Excellent studies on the genetics of feed efficiency in dairy cattle were published more than 25 years ago, primarily based on work in Europe, but prior to advent of genomic selection it was simply impossible to measure daily DMI on tens of thousands of daughters of new dairy bulls graduating from progeny testing programs each year. The challenge remains daunting in the genomic era, but with significant investments of time, money, labor, and technology we can now measure DMI and RFI in a genomic reference population comprised of cows on university research farms, and the resulting information can be used to compute predicted transmitting abilities (PTAs) for feed efficiency of other cows, bulls, heifers, and calves in the national population.
Research on genomics and feed efficiency in U.S. dairy cattle was jump-started by a USDA-NIFA Agriculture and Food Research Initiative grant led by our Michigan State colleague, Mike VandeHaar, nearly a decade ago. Subsequent investments by the Council on Dairy Cattle Breeding (CDCB) and the Foundation for Food and Agriculture Research have allowed growth of our genomic reference population to more than 6,200 cows at present, with 50 to 75 new cows added each month from research herds in Wisconsin, Michigan, Maryland, Iowa, and Florida. These cows have genomic test results, as well as daily records for milk yield, milk composition, body weight, body condition score (BCS), and DMI for approximately 42 days in mid lactation. We chose the time period between 50 and 200 days postpartum, because that’s when cows are in peak lactation, and when their body weights and BCS are relatively stable. We can compute the RFI of each cow from these data, by comparing her actual DMI with the expected DMI of a cow of equivalent body weight, milk yield, milk composition, and gain or loss in body weight over the study period. All calculations are done within a cohort, where a cohort is defined as all cows housed at a particular research station at given time who are eating the same diet – this is the same concept as the contemporary groups or herdmate deviations we’ve used in routine genetic evaluations of other key traits for decades.
For publication purposes, CDCB will combine PTA values for RFI and BWC into a new trait called Feed Saved.
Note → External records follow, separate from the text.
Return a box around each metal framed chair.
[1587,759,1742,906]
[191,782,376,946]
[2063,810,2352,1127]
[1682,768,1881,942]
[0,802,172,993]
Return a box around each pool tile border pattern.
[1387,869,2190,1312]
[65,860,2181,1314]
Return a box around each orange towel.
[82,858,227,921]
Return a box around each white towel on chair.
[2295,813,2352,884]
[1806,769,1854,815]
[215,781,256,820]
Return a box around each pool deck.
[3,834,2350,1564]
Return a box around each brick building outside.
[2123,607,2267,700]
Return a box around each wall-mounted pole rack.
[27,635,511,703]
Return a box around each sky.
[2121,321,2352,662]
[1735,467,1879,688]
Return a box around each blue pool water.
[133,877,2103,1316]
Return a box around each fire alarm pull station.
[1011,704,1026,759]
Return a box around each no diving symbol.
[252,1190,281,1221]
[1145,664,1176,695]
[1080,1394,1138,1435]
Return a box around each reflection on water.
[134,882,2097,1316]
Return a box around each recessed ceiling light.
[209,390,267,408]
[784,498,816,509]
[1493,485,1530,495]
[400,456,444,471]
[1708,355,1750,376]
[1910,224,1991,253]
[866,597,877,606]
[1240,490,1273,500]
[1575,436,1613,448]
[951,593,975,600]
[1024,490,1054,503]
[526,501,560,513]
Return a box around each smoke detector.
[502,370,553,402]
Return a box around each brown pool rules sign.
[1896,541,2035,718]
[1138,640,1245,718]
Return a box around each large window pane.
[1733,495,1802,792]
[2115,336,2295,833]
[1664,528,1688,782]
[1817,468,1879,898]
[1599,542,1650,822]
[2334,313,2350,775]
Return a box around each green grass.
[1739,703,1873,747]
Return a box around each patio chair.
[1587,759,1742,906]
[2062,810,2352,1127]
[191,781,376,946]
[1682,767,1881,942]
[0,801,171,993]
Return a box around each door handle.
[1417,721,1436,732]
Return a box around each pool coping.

We followed the pioneering research of Jennie Pryce and her colleagues in Australia, and we expect Feed Saved to assist farmers in breeding cows of moderate size that can convert consumed feed into milk and body tissue very efficiently. Said another way, it will help farmers avoid breeding cows that waste feed in achieving and maintaining excessive body size or waste too much consumed energy as feces, gas, urine, and heat. Mathematically, the formula for Feed Saved puts weights of -138 on PTAs for BWC and -1 on PTAs for RFI; because both weights are negative, larger values of Feed Saved are desirable.
Introduction of routine CDCB genomic evaluations for Feed Saved is a big step forward, and the result of nearly a decade of university research. Our work is not finished, though. Beyond adding roughly 750 new cows to the genomic reference population each year, we are collaborating with international partners who can contribute cows to a larger global reference population, developing proxies to predict DMI from inline milk analysis systems, wearable sensors, and computer vision algorithms, and carrying out intensive nutrition and physiology studies that will advance our understanding of key energy sinks and their relationships with dairy cow health, fertility, and feed efficiency.